Not hard to guess really. Wouldn't they know this was likely and simply choose a less obvious file name?

jamesbelchamber•17m ago
For those of you not closely following UK politics: the Office for Budget Responsibility (OBR) mistakenly published their Economic and Fiscal Outlook (EFO) document 40 minutes early, pre-empting the announcements by the Chancellor.

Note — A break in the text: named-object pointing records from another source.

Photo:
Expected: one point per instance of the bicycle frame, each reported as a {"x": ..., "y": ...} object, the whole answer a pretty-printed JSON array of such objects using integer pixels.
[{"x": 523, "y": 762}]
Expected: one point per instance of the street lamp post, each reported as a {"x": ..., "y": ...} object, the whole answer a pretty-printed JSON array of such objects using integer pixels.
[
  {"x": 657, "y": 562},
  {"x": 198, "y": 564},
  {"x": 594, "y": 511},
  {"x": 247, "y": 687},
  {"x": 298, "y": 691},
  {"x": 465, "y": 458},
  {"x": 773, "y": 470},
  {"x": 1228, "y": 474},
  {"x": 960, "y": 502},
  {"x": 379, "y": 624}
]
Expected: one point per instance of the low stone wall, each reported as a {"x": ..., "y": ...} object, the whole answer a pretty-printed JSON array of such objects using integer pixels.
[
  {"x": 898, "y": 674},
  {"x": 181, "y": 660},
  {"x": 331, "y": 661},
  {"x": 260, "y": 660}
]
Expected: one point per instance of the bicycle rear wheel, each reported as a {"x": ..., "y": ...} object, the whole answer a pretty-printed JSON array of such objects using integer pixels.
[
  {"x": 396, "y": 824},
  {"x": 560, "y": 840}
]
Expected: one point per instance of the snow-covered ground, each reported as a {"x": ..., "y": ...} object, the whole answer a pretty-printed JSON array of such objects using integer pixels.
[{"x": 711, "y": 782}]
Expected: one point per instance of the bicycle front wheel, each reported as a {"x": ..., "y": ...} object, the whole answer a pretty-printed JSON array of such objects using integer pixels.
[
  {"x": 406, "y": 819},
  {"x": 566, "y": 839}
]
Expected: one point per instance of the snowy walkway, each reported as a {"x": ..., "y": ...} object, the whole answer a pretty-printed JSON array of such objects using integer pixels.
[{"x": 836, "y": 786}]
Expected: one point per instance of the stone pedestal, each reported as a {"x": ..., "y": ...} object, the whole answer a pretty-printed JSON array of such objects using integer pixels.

This is being treated as an incredibly big deal here: https://www.bbc.co.uk/news/articles/cd74v35p77jo

hdgvhicv•3m ago
In the popular press it’s been sidelined because it would distract from the continuous attacks on the chancellor
M2Ys4U•9m ago
>During that period, it was accessed 43 times by 32 unique IP addresses

I find this an implausibly low number. It was all over Bluesky, X etc., not to mention journo Signal and WhatsApp groups.

jamesbelchamber•4m ago
Possibly copies of the document rather than the original URL?
logicchains•3m ago
Maybe it was cached somewhere and most people were hitting the cache?
m4tthumphrey•3m ago
Either that number was wrong like you say OR (and I am unfamiliar with Bluesky) the URL is loaded via Bluesky's browser (like X) and therefore Bluesky's own server IP was used (instead of the user's).
fabian2k•2m ago
> The available mitigation is at server level and prevents access to download or file storage directories directly. If configured properly, this will block access to the clear URL and return a ‘forbidden’ message. This is the second contributory configuration error – the server was not configured in this way so there was nothing to stop access to the clear URL bypassing protections against pre-publication access

That's the main flaw. Wordpress was configured to allow direct access to file, so they did not go through the authentication system. My experience is with Drupal (and a decade or more out of date), but it sounds like this behaves very similar. And this is a giant footgun, the system doesn't behave the way normal people expect if you allow unauthenticated access to files (if you know the URL). I don't understand why you would configure it this way today.